4. Modern Recruiting tools
There a lots of tools out there HR teams can and should be using in the recruitment process. These tools often improve effectiveness. Take smart recruitment technology. AI-equipped recruiting technology allows for some key increases. It allows for faster screening. It also allows for more fairness in the process. Translation: it can help combat bias.
5. Focus on Candidate Experience
Next, HR should give adequate attention to the candidate experience. The best way to better the candidate experience is to simply respect the potential new employee as you would a current employee. The same can be said for those internal employees. What does this entail? For starters: transparency. HR should be completely open and honest and communicate as much as possible. 81% of job seekers say continuous communication betters the overall experience3.
6. Employer Branding
HR should take a look at the company’s employee practices for retention, motivation, accountability, reward, recognition, flexibility in work-life balance, promotion, and involvement. These are key to becoming an employer of choice. If these practices are successful, current employees will brag about the organization being a great place to work. This will help increase the odds of candidates searching out the company.

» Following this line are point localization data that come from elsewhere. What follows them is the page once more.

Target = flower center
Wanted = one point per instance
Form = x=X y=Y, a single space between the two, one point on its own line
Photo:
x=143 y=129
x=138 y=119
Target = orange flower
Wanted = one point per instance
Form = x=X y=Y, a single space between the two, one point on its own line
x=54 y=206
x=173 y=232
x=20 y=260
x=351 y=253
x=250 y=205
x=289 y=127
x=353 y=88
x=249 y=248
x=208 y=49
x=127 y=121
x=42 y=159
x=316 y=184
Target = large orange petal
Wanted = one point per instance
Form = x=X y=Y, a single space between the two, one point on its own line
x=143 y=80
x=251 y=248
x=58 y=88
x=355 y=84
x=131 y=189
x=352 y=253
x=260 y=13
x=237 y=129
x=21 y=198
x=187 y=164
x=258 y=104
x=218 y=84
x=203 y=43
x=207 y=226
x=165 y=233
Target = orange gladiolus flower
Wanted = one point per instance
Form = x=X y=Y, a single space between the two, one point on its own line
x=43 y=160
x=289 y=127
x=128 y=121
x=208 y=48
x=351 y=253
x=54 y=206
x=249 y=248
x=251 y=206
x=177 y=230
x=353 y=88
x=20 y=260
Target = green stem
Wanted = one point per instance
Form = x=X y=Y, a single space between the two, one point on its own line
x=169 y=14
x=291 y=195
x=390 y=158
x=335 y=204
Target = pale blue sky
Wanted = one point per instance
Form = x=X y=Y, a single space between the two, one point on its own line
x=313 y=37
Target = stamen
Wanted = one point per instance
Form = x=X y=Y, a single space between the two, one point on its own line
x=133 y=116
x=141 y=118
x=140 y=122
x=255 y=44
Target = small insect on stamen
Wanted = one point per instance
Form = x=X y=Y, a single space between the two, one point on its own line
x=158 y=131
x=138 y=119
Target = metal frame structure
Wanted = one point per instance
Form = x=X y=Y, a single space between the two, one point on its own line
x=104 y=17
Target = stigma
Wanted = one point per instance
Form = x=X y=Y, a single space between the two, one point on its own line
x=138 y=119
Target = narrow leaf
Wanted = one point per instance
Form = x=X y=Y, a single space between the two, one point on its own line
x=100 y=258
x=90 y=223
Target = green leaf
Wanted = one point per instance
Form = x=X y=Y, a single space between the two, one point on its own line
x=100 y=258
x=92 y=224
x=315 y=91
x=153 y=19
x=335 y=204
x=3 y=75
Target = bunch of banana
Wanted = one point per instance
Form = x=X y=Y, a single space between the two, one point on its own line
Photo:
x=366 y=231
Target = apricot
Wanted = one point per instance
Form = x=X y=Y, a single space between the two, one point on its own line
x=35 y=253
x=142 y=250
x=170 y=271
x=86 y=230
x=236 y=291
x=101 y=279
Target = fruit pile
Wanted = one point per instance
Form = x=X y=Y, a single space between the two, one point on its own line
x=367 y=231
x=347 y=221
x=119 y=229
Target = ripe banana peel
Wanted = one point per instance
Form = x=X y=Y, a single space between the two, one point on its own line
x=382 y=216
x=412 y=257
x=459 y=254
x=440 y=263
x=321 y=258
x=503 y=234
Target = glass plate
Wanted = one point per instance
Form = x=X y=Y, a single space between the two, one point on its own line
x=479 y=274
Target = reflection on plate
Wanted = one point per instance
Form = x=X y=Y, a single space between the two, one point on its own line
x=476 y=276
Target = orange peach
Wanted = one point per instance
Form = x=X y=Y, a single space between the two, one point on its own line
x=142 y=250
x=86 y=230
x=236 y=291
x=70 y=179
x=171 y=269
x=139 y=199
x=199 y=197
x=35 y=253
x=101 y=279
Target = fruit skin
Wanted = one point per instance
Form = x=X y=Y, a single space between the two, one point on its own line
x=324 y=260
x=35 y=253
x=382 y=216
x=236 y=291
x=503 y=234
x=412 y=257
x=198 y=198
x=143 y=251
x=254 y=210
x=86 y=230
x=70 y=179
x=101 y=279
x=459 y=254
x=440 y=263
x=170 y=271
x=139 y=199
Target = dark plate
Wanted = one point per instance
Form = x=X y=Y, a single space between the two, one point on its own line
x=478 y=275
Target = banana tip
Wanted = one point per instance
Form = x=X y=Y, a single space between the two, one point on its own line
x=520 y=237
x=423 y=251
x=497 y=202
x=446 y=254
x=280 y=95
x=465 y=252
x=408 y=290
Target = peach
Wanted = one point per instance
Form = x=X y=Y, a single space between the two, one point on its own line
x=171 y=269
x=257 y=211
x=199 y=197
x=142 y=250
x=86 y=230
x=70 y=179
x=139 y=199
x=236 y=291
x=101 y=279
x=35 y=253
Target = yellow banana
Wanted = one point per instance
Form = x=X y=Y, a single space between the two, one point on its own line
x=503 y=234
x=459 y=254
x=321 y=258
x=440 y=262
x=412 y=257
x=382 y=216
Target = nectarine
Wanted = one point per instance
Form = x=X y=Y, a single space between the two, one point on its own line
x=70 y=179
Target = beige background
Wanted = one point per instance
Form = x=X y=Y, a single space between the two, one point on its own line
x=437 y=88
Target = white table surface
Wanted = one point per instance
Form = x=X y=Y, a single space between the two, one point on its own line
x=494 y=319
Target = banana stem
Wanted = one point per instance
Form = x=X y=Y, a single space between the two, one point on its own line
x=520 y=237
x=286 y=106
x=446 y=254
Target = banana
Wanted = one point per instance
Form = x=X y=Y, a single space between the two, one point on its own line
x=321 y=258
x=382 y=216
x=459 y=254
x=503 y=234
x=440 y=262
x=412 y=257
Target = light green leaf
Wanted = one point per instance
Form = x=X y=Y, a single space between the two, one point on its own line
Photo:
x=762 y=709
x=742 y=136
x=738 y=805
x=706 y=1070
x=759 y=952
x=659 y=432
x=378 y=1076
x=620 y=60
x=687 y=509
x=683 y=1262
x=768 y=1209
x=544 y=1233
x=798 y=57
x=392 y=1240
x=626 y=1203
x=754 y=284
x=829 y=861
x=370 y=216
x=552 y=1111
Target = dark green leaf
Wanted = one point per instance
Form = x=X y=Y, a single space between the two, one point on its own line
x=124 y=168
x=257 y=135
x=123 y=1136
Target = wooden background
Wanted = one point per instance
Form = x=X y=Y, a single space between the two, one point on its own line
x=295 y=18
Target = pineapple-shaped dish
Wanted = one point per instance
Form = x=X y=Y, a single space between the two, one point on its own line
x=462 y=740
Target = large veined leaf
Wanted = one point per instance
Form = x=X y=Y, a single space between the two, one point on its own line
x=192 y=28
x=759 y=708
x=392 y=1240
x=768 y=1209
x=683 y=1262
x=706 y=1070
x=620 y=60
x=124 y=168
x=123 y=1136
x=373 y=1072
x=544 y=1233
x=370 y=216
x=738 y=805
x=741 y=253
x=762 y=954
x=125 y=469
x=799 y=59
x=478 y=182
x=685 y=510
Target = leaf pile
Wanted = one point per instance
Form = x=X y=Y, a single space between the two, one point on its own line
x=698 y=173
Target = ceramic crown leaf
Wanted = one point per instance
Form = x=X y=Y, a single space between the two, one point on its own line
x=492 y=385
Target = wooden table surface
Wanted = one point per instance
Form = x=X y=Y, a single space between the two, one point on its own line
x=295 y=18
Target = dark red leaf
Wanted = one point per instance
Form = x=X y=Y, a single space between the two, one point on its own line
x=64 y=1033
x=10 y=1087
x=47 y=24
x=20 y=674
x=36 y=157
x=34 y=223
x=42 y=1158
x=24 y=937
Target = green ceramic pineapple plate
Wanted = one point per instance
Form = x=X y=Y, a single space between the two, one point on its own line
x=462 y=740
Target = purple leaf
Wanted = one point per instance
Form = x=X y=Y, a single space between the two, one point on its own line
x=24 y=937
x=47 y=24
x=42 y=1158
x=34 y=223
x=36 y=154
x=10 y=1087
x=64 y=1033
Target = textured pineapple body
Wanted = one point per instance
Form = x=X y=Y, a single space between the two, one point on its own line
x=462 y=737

7. Involve current employees
As mentioned previously, current employees can be a big asset in attracting new talent. Look to employees to recommend candidates. They can event assist in outlining the qualifications of potential candidates. Employees can help in the interview process. As they are the ones doing the job, they can help ask questions that go to the reality of the job.
8. Offering the best pay and the best benefits
This often goes without saying: the company that pays better and has better benefits will attract the better employee. It is important for HR to keep track of the pay scale both at their company and their competitors. The same can be said for the benefits. Being able to compete in this way will help HR attract the best candidate possible.
9. Check references
HR should ALWAYS check references and do background checks. In today’s society, HR needs to pursue every avenue to assure that the people being hired can do the job, contribute to the company’s growth and development, and have no past transgressions which might endanger the current workforce. In fact, the company may be liable if a background check was not conducted and it was later learned the new employee attacked another employee at a previous job.
10. Offboarding is as important as onboarding
The majority of the information included in this article focuses on finding and hiring the best talent. Many of those strategies include using current employees. HR should also harness the power of former employees. Not all relationships that have ended between employee and employer are negative. Those who left the company on good terms will often speak positively to other potential employees. Even better, these former employees could turn into boomerang employees meaning that they eventually return to work for the company. If the relationship ended on bad terms, neither of these prospective strategies will work.
The Future of Recruitment
Recruitment is more important now than it has ever been. The face of recruitment itself is changing and HR has to find ways to adapt quickly to that transformation. The overall challenge is staying ahead of that transformation and being able to read the proverbial “tea leaves” and predict the next big change to come. In the meantime, HR continues to search and acquire the right and best candidates. Talent is the lifeblood of a company. Without it, a business cannot hope to survive. The stronger the recruited talent, the better the future of the business.